The whole heat was so surreal, so perfect; it would be inhuman not to try and wrest a high point and commit it to posterity. Which is what happened. Kelly the preternatural showman created more of these unforgettable high points than any pro surfer in history.
Other things are left out.
The film is scrubbed clean of sex, drugs, Australians. That surgical insularity aims the film squarely at a mainstream American audience but leaves more questions than answers for global viewers.
Kelly and his crew ran a straight-edge campaign and avoided the excesses of a Tour where dark spaces lured other damaged youth into toxic drug culture. The ghost of Shane Herring haunted the film. The arc of redemption from rags to riches is an American tale but the Australian experience was as much a mirror image with a darker outcome.
Lost boys who did not find healing in their tribe.
I couldn’t help but try and calculate the influence of the Momentum Generation while watching Bells. Kelly’s quarter-final with Ryan Callinan was being watched live by a global audience of around six thousand, maybe a few thousand on the beach watching live.
The era officially ended in 1998, less than a decade after it began, with Kelly’s sixth world title and subsequent retirement. The high-water mark of American pro surfing rolled back from there and twenty-one years later, the American coastal market has not been able to sustain a single CT event.
Only Kelly’s own creation remains. For now, at least.
As far as pure influence on the surfing culture, both Andrew Kidman’s and Jon Frank’s 1995 rebuttal to shopping mall punk and ADHD editing, Litmus, as well as Tom Curren’s post-tour wanderings in the Search movies seem more enduring.

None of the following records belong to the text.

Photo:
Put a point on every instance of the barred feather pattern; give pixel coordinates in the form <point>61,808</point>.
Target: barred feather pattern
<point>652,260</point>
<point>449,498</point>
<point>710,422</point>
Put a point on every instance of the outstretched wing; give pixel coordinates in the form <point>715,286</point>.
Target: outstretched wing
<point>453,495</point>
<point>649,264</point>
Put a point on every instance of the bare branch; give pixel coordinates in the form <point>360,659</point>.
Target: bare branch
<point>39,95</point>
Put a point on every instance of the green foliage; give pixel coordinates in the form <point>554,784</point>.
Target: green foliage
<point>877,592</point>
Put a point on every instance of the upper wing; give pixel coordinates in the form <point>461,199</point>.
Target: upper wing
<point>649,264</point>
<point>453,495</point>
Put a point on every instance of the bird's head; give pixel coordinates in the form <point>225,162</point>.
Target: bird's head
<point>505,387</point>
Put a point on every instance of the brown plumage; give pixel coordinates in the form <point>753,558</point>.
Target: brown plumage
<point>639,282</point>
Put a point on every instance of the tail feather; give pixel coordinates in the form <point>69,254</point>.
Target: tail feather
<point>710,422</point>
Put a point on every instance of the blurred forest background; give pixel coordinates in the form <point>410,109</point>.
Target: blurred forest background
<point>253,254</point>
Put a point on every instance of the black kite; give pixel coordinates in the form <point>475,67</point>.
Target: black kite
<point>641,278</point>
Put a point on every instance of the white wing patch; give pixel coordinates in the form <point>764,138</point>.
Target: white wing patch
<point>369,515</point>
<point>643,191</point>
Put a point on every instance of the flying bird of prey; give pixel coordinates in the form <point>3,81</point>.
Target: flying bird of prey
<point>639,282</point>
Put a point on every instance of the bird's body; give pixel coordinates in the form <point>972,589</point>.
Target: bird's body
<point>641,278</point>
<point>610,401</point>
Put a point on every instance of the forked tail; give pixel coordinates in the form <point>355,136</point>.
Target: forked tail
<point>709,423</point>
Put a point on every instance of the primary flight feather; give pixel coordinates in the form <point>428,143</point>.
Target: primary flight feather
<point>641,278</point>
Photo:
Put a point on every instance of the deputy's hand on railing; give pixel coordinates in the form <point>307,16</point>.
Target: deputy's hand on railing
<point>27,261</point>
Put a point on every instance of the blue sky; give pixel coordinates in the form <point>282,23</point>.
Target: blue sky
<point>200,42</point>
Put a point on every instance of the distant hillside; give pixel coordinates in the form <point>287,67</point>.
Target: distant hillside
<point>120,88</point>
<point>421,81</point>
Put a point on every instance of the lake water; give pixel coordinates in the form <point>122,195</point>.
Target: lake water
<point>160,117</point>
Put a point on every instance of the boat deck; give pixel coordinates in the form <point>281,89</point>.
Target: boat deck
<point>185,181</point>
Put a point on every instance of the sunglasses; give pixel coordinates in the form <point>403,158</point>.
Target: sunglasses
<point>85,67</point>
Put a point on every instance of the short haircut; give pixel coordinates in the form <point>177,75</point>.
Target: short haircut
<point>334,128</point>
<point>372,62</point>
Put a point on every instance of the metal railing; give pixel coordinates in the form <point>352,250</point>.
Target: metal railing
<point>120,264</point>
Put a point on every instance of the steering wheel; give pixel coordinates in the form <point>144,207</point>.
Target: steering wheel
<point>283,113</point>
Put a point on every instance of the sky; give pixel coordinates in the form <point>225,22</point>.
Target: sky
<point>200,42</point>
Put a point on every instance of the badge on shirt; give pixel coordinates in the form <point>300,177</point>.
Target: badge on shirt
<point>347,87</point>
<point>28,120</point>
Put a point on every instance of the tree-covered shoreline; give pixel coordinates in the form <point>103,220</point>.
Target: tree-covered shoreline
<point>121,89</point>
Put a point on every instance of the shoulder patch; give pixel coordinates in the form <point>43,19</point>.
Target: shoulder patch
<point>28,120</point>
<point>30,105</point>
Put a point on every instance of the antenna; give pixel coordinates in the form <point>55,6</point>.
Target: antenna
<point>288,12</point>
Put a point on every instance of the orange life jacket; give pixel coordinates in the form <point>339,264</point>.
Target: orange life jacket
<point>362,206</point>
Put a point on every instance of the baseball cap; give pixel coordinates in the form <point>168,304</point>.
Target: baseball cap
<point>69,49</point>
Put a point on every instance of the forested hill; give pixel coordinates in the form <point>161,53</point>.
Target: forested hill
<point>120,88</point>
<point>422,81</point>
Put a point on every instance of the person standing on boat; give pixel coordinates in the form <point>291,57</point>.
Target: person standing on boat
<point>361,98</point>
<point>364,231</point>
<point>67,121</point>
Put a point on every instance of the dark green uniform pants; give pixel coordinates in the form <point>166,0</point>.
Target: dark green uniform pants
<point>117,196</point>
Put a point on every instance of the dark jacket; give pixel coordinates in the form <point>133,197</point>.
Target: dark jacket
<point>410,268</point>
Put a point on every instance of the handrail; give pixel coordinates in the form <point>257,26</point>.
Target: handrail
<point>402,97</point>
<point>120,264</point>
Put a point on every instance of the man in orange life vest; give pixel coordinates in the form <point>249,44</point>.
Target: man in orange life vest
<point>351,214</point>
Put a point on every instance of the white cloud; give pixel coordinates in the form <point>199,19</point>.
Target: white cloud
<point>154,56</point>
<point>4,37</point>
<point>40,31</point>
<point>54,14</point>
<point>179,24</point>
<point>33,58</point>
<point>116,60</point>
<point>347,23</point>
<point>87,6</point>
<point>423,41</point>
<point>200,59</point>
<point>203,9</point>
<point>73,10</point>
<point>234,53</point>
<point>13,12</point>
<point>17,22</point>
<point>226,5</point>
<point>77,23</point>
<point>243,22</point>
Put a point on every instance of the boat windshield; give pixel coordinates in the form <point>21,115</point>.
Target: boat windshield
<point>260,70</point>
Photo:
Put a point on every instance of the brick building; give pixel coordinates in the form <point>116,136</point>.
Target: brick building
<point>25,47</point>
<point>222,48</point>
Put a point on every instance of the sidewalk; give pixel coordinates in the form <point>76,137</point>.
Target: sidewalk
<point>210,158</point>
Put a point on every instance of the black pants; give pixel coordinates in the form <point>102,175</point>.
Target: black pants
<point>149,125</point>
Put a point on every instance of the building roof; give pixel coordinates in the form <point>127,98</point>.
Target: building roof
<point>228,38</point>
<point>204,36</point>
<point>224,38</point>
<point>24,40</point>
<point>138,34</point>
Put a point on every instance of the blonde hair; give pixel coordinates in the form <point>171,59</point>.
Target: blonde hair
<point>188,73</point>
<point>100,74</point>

The blowback was stronger than the movement. Only Kelly’s Pipeline surfing from that era seems destined to ring through eternity.
To be fair, and accurate, each member of the Momentum Generation did step up and achieve something close to their full potential. Ross now coaches the heir to Kelly’s throne, John John Florence.
Dorian became the greatest big wave rider of his and any era.
Machado has continued to invent and reinvent a marketable persona and stay stoked.
Taylor Steele was the last man standing to sell a squillion DVD’s and so on.
Kelly’s Third Act, taking control of the waves, may yet prove to be the defining move into the mainstream that twenty-seven years of pro surfing mastery could never provide.
Friends heal and make whole, that is the message of the Momentum Generation, but in the final analysis a father-sized hole in his psyche can never be filled.